Personal Freedom

Blow Dry Bars: Another Successful Example for Licensure Reform

Can a state be “open for business” if the government makes it too difficult to work a job?

Utah is referred to as a “Right to Work” state but has become riddled with a plethora of restrictive licensing laws. Utah even had the 13th most burdensome licensing laws in the country according to the Institute for Justice’s report. These laws make it overly difficult for Utahns in certain trades or skill sets to pursue a well-paying career.  

Professional licensing laws, such as those for cosmetology, add an increased financial burden to individuals who must not only attend unnecessarily long training programs, but also pay for said training, tests, and licensing fees. This financial burden may be detrimental and possibly an insurmountable roadblock to struggling families simply trying to improve their situation.

Restrictive licensing laws too often punish individuals who are well-qualified to perform their jobs. Jestina Clayton, who had been braiding hair since she was five, was even punished for not holding the proper cosmetology license. She sued and won her case on the basis of her constitutional right to earn a living.
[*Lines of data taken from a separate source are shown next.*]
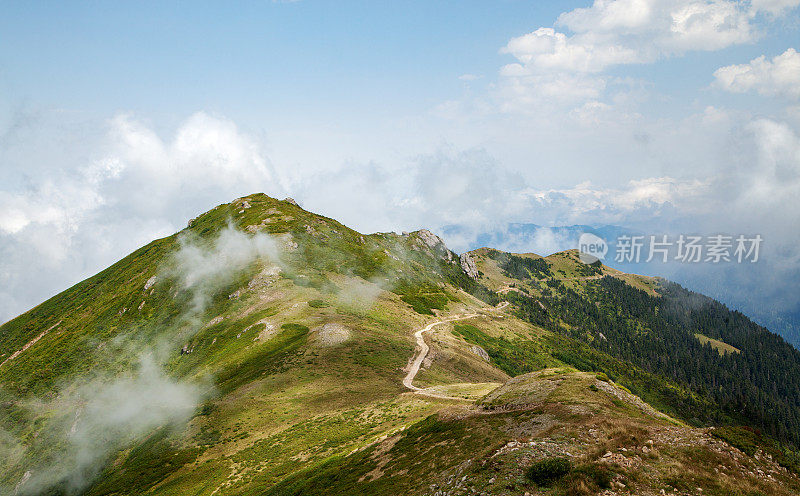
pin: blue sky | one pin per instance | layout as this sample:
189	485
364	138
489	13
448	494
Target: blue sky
120	121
But the fight to reform cosmetology licensing didn’t end there. That’s where the recent trend of blow-dry bars enters the scene. 

Women can have their hair washed, blown dry, and styled at a blow-dry bar. These services do not involve cutting, chemicals, or other treatment options — yet those providing this service are still required by law to pay a school and sit for hundreds of hours of classes they do not need or want.

Senate Bill 87, sponsored by Senator Curtis Bramble, gets to the very heart of why there is any occupational licensure. His bill cuts the requirements for these blow-dry bar services to a two-hour health and safety course. 

This legislation does not put customers in any danger, but it does create the ability for more individuals to become employed and avoid all of the challenges surrounding the lengthy licensing process.

SB 87 passed with flying colors (not before a lot of protectionist arguments were made against it) and has already been put into effect.

Senator Bramble isn’t stopping there. He is teaming up with Governor Spencer Cox to work on comprehensive occupational licensure reforms. The end goal will be to come up with a way whereby occupations that are overburdened with licensure regulations (like blow-dry bars), or that don’t need licensure at all, can be treated with a lighter touch to get more people working and get the government out of the way.